Au demeurant, d’autres pays sont sur la même ligne que la France. C’est le cas de l’Autriche et, surtout, de la Finlande, le deuxième pays forestier européen, qui veut augmenter très fortement ses coupes de bois, au détriment, dénonce FERN, des terres traditionnelles du peuple Sami.

Bois d’œuvre plutôt que de chauffage

Cette discorde européenne pose la question des limites dans lesquelles la promotion du bois-énergie, c’est-à-dire du bois de chauffage, est ou non « climato-compatible ». Le programme forestier français vise en effet, en même temps qu’à mieux valoriser la ressource sylvestre, à répondre aux objectifs de loi de transition énergétique (les filières renouvelables, dont le bois, devront fournir 38 % de la consommation de chaleur en 2030) et à ceux de la programmation pluriannuelle de l’énergie (le recours à la biomasse doit croître d’environ 50 % d’ici à 2023).

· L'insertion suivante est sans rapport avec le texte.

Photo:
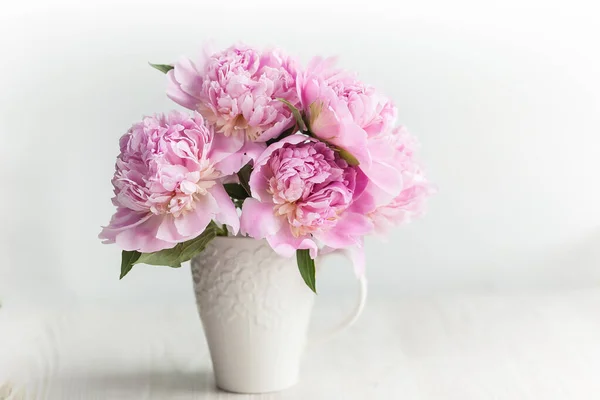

Or, le bois-énergie représente déjà la première ressource renouvelable en France (40 % du mix renouvelable, deux fois plus que l’hydraulique), consommée aux trois quarts par les appareils de chauffage domestiques. Sur les 37 millions de m3 de bois commercialisés annuellement en métropole, 20 % sont aujourd’hui destinés à être brûlés, trandis qu’un peu plus de la moitié finit en bois d’œuvre, le reste étant dévolu à des usages industriels (pâte à papier, panneaux de particules).

Peut-on aller au-delà ? « Le développement du bois-énergie ne s’oppose pas à une gestion sylvicole durable, dans la mesure où le prélèvement reste inférieur à la croissance de la forêt », estime Cyril Le Picard, président de la branche biomasse du Syndicat des énergies renouvelables. « A la condition impérative, ajoute-t-il, que l’on replante après une coupe rase. »

Julie Marsaud est moins optimiste, d’autant qu’aux grumes commercialisées s’ajoutent 25 millions de m3 par an de bois autoconsommé par les propriétaires forestiers privés, qui partent en fumée. A ses yeux, « l’équilibre dans la récolte entre bois-matériau et bois-énergie doit être amélioré en faveur du premier, afin de favoriser le stockage à long terme du carbone ». Car le bois transformé en charpente, en parquet ou en meuble continue à fixer le CO2 séquestré durant la pousse des arbres, tandis que la combustion du bois de chauffe le renvoie directement dans l’atmosphère. Le paradoxe serait que sous couvert d’atténuer le réchauffement, la politique forestière et énergétique de la France conduise en réalité à atténuer l’action climatique de l’Europe.